TLR2 is very important not only because of its role in certain inflammatory kidney conditions but also for the part it plays in rheumatoid arthritis as well as for problems following heart attacks.

“If you take a kidney from a dead donor it becomes irritated and inflamed and the TLR2 proteins become overactive as if they were reacting to an acute infection,” O’Neill explains. “What happens is a classic reperfusion injury. The blood supply is cut off from the kidney until it is transplanted into the recipient and reperfusion takes place. The absence of oxygen during the ischemic period actually results in a condition where injury takes place when oxygen is restored. TLR2 activity plays a role in this injury. We believe that if you administer our drug to the patient about an hour before reperfusion takes place you can reduce or eliminate that reaction and help lower rejection rates.”

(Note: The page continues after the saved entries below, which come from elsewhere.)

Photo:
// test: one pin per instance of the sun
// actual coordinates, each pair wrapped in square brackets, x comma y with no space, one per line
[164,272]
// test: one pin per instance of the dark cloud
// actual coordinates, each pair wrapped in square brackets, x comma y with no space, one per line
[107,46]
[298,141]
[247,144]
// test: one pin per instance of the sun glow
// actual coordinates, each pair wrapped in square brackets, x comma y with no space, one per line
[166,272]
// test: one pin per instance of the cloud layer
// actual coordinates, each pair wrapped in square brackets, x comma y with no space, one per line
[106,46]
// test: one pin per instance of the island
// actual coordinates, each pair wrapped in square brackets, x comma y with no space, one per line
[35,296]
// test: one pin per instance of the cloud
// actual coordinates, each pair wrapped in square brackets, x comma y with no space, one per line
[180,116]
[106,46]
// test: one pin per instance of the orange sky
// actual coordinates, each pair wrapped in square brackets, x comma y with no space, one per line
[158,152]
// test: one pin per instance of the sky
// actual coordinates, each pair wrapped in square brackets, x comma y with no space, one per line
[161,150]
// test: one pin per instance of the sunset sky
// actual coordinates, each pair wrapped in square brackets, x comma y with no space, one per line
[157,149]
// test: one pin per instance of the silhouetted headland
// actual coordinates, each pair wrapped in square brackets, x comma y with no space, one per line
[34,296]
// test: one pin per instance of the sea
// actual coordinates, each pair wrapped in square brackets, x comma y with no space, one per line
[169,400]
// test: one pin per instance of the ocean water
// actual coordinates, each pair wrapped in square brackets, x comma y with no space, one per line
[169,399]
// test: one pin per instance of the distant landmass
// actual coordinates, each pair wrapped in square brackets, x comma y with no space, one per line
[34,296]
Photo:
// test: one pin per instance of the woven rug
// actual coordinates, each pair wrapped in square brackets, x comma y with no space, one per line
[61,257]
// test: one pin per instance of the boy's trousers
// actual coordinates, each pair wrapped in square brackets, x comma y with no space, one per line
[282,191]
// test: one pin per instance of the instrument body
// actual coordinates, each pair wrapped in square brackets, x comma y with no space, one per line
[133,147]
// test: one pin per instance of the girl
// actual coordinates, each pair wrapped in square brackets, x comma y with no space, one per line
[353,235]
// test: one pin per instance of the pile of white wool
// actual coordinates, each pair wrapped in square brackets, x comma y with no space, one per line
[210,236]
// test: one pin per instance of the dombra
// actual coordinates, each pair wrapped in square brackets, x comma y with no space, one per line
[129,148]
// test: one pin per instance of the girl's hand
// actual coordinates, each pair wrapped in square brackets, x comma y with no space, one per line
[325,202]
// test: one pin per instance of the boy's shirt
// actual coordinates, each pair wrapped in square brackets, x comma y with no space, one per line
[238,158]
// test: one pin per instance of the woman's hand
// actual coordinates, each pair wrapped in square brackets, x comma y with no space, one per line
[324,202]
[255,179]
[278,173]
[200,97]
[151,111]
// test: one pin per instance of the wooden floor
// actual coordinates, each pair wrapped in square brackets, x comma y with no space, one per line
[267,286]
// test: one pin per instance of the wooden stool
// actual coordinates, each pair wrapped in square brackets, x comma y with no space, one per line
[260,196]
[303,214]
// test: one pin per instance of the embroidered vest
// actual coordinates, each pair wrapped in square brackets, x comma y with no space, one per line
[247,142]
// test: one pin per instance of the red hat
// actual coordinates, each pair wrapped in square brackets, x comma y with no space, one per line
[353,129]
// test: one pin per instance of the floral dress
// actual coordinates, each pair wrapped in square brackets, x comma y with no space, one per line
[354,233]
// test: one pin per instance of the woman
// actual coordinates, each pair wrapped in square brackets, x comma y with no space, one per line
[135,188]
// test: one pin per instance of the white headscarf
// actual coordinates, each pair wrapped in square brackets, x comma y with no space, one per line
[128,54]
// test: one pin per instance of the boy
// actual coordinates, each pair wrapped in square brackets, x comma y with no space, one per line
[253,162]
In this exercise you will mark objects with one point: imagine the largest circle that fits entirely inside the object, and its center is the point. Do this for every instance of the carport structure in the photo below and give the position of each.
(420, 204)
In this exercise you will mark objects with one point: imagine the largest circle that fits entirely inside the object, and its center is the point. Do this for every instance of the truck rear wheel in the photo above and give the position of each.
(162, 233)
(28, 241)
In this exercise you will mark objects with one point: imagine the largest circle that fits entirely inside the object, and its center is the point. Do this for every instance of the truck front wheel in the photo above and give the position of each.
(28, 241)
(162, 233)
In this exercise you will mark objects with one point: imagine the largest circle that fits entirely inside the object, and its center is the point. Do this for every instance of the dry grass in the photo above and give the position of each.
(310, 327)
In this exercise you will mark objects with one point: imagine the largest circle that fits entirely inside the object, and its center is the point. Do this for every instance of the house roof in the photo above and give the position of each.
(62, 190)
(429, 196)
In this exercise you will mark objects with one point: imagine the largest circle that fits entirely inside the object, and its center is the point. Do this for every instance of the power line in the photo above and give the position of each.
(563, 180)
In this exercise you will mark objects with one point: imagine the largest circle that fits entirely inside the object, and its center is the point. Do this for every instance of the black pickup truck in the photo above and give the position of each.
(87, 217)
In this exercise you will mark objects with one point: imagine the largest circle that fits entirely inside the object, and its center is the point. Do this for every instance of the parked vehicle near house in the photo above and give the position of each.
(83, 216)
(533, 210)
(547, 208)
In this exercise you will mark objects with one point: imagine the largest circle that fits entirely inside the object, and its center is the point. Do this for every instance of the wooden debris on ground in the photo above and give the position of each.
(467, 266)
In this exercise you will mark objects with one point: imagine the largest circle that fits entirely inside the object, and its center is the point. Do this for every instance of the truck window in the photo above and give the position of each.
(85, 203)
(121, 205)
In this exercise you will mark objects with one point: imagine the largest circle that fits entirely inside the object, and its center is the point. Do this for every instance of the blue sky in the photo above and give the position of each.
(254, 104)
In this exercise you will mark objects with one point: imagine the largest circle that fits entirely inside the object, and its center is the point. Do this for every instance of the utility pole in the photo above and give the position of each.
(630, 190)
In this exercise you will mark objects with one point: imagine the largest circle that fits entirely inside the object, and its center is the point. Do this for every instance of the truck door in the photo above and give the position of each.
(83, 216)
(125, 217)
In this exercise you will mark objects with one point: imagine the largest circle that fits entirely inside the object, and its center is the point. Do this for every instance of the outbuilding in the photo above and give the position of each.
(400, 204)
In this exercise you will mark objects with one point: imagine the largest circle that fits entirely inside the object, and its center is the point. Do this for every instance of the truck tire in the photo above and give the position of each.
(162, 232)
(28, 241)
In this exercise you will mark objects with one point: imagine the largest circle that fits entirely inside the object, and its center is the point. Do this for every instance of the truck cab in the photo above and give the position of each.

This also has implication for heart attack patients. The damage done to the heart tissue after a myocardial infarction, or heart attack, is actually as a result of the reperfusion of blood into the heart after the doctor releases the flow by removing the clot. Once again, administering the Opsona drug during or prior to reperfusion could help reduce the inflammation and therefore limit the damage done.

Looking ahead, O’Neill sees the end of the current trial as marking a natural conclusion for Opsona as well. “The phase-two clinical trial is underway and, while we are confident in the outcome, it has been a big gamble for our backers and investors over the years. Overall, including the latest round, about €60 million has been invested in the company since we established it in 2004 and this is the key moment for that. If the trial proves successful the next stage will see the company being sold to a major pharmaceutical company which will be able to take the drug and market it globally.”

Return for investors

That could be what O’Neill describes as a “mega-deal” with estimates of valuations of €300 million and more being discussed. “Our investors need to get their money back and see a return on their investment and this will be the moment for them.”

He pays tribute to the backing both he and Opsona have received from Science Foundation Ireland (SFI) over the years.

“This is an example of payback both for SFI and for the country. This investment round was the biggest in the world for a company our size this year and this was against a backdrop of venture capital companies being very risk-averse at the moment. The investment in world-class research in Ireland by SFI is really paying dividends.”